Instantons meet resonances: Unifying two seemingly distinct approaches to quantum tunneling

TL;DR

This paper unifies the resonant-state and instanton approaches to quantum tunneling, showing their equivalence through a contour-deformation prescription that corresponds to resonant state boundary conditions.

Contribution

It demonstrates the equivalence of the resonant-state and instanton methods in quantum tunneling, clarifying their conceptual relationship.

Findings

Resonant states and instanton methods are mathematically equivalent.

Contour deformation in path integrals corresponds to resonant state boundary conditions.

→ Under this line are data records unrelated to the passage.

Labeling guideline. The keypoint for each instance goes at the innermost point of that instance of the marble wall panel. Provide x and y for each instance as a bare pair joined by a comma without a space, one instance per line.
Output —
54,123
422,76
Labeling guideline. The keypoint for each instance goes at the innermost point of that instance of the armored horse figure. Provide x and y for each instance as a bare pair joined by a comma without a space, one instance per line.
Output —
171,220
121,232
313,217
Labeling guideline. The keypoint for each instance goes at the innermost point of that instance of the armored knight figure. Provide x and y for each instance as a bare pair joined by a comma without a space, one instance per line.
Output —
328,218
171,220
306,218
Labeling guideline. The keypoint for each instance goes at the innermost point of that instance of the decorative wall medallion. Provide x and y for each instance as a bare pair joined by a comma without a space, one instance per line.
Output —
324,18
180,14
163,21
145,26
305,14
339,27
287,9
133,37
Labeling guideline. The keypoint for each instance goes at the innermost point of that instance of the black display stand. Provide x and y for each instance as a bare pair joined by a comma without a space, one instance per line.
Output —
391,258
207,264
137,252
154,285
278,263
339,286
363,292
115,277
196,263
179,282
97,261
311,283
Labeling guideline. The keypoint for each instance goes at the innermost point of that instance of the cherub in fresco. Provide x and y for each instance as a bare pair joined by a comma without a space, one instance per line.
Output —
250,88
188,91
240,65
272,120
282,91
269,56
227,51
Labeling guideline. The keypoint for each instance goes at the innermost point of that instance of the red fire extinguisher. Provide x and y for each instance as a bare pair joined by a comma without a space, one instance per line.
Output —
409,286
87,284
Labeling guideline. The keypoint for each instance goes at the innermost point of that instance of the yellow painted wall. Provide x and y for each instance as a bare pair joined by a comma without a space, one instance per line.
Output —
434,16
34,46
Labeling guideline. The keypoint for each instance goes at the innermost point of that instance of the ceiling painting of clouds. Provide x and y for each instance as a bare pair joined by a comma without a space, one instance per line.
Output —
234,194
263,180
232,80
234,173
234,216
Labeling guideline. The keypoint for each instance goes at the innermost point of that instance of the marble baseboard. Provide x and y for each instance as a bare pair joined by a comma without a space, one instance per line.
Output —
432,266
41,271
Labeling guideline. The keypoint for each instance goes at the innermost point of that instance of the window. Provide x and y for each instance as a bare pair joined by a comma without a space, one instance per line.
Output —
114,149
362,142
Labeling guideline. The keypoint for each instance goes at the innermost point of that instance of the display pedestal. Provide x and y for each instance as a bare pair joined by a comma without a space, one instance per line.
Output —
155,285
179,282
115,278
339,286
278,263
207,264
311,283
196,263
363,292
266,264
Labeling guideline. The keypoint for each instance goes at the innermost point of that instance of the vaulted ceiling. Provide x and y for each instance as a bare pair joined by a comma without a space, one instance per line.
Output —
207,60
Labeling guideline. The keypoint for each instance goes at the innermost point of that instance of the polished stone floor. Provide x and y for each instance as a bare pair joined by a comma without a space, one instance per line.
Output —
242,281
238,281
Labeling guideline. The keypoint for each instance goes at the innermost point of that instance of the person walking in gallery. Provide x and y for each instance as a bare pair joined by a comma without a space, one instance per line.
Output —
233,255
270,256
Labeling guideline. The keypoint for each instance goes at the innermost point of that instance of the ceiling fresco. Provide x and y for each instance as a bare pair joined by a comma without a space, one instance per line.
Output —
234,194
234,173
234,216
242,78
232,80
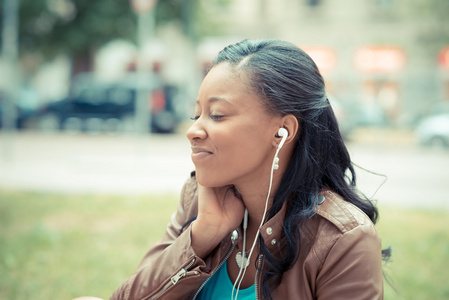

Provides a unified physical interpretation of tunneling decay rates.

Abstract

In the study of quantum-mechanical tunneling processes, numerous approaches have been developed to determine the decay rate of states initially confined within a metastable potential region. Virtually all analytical treatments, however, fall into one of two superficially unrelated conceptual frameworks: the resonant-state approach and the instanton method. Whereas the concept of resonant states and their associated decay widths is grounded in physical reasoning by capturing the regime of uniform probability decay, the instanton method lacks a comparably clear physical interpretation. We demonstrate the equivalence of the two approaches, revealing that the contour-deformation prescription in the functional integral put forward by Callan and Coleman directly corresponds to the outgoing Gamow--Siegert boundary conditions defining resonant states.